A modern web scraping framework that combines AI-powered content extraction with intelligent workflow orchestration. Built on pydantic-ai for reliable, type-safe scraping operations.
Web scraping is complex. You need to handle dynamic content, extract meaningful information, and orchestrate multi-step workflows.
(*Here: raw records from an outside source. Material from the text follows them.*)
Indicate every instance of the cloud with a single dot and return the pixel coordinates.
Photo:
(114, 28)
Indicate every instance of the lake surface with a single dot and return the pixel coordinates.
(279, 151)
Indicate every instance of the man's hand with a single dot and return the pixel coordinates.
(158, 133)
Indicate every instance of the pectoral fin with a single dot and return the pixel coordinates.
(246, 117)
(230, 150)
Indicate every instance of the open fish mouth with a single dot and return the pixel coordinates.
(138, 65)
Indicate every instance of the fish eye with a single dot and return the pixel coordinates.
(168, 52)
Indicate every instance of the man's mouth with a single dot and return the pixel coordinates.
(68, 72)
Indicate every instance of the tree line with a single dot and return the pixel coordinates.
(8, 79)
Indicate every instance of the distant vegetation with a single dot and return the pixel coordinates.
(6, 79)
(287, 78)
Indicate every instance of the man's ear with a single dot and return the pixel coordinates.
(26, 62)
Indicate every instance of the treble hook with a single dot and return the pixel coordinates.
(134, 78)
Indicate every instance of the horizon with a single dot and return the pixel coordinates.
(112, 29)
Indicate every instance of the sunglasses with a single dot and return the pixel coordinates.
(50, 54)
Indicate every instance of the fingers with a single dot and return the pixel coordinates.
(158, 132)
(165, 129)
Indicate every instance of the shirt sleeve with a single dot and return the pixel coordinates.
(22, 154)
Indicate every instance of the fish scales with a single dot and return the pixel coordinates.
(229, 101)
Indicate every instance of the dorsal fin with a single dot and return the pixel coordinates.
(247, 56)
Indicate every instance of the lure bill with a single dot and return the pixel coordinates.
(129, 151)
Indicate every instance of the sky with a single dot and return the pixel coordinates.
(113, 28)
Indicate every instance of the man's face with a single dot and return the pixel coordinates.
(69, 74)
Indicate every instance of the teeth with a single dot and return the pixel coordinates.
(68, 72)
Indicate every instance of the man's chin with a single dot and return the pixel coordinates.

Most tools force you to choose between simple scrapers or complex frameworks with steep learning curves.
Pydantic Scrape bridges this gap by providing:
- AI-powered extraction - Let AI understand and extract what you need instead of writing brittle selectors
- Type-safe workflows - Structured data with validation built-in
- Academic research focus - First-class support for papers, citations, and research workflows
- Browser automation - Handle JavaScript, authentication, and complex interactions seamlessly
Pydantic Scrape uses Chawan for advanced web automation and JavaScript-heavy sites.
Option 1: Homebrew (macOS) - Stable Release
brew install chawan
Option 2: From Source - Latest Development Version
# Install Nim compiler (if not already installed)
brew install nim # macOS
# OR for Linux: curl https://nim-lang.org/choosenim/init.sh -sSf | sh -s -- -y
# Build latest Chawan from source
git clone https://git.sr.ht/~bptato/chawan
cd chawan && make
# Install locally (recommended for development)
mkdir -p ~/.local/bin ~/.local/libexec
cp target/release/bin/cha ~/.local/bin/
cp -r target/release/libexec/chawan ~/.local/libexec/
echo 'export PATH="$HOME/.local/bin:$PATH"' >> ~/.zshrc
source ~/.zshrc
Verify installation:
cha --version
Lean Installation (Recommended)
# Core functionality only (~50MB)
pip install pydantic-scrape
Extended Installation with Optional Features
# YouTube video processing
pip install pydantic-scrape[youtube]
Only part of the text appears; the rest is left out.